Importante par son contenu, l’encyclique «Centesimus annus» l’est aussi par sa dimension: pas moins de 121 pages dans lesquelles le Pape revient longuement sur l’échec du communisme (prévue, selon lui, par Léon XVIII) et où il aborde également les failles du système capitaliste: «On ne peut accepter l’affirmation, écrit Jean-Paul II, selon laquelle la défaite du socialisme réel fait place au seul modèle capitaliste d’organisation économique». Et le Pape de dénoncer «l’idolâtrie du marché», la «demi-servitude» dans laquelle sont plongés immigrés et populations du tiers-monde. Dans les années qui suivent, Jean-Paul II précise et développe sa pensée. Même s’il ne fait pas sienne explicitement la «préférence pour les pauvres» au cœur de la théologie de la libération, en pratique, tous ses discours vont dans ce sens. En 1994, il dénonce le chômage des jeunes et le «capitalisme inhumain qui noircit l’avenir de l’homme». Les jeunes, d’ailleurs, vont constituer de façon croissante l’auditoire du Pape, lors de ces messes géantes qui, lors de chaque déplacement, rassemblent des centaines de milliers de personnes et tiennent de Woodstock tout autant que de la cérémonie religieuse. Les Journées mondiales de la Jeunesse (JMJ) deviennent d’ailleurs des pôles de ralliement pour les jeunes du monde entier autour de ce pape vieillissant qui ne cède rien sur les questions de morale, mais qui se veut révolutionnaire à sa manière et parle à la jeunesse un langage que ne reçoivent pas toujours leurs parents.
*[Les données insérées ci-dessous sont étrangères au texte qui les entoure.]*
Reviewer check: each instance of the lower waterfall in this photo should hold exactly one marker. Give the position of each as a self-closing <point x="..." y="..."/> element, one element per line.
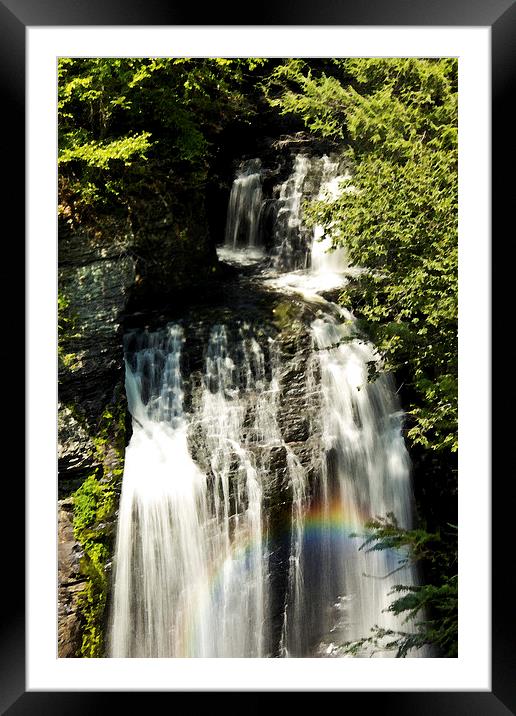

Avocat inlassable de la remise de la dette des pays pauvres afin d’éviter une «catastrophe générale», il déclare le 1er mai 2000 vouloir «mondialiser la solidarité» après avoir tenu des propos sur la mondialisations plus proches de ce que l’on entend à Porto-Alegre qu’à Davos. Porteur d’un discours qui se veut universel, il sait aussi adapter son texte à ses interlocuteurs: ainsi lorsqu’il dénonce la corruption des dirigeants en Afrique (1995) et encourage les efforts de justice sociale en Amérique centrale (1996).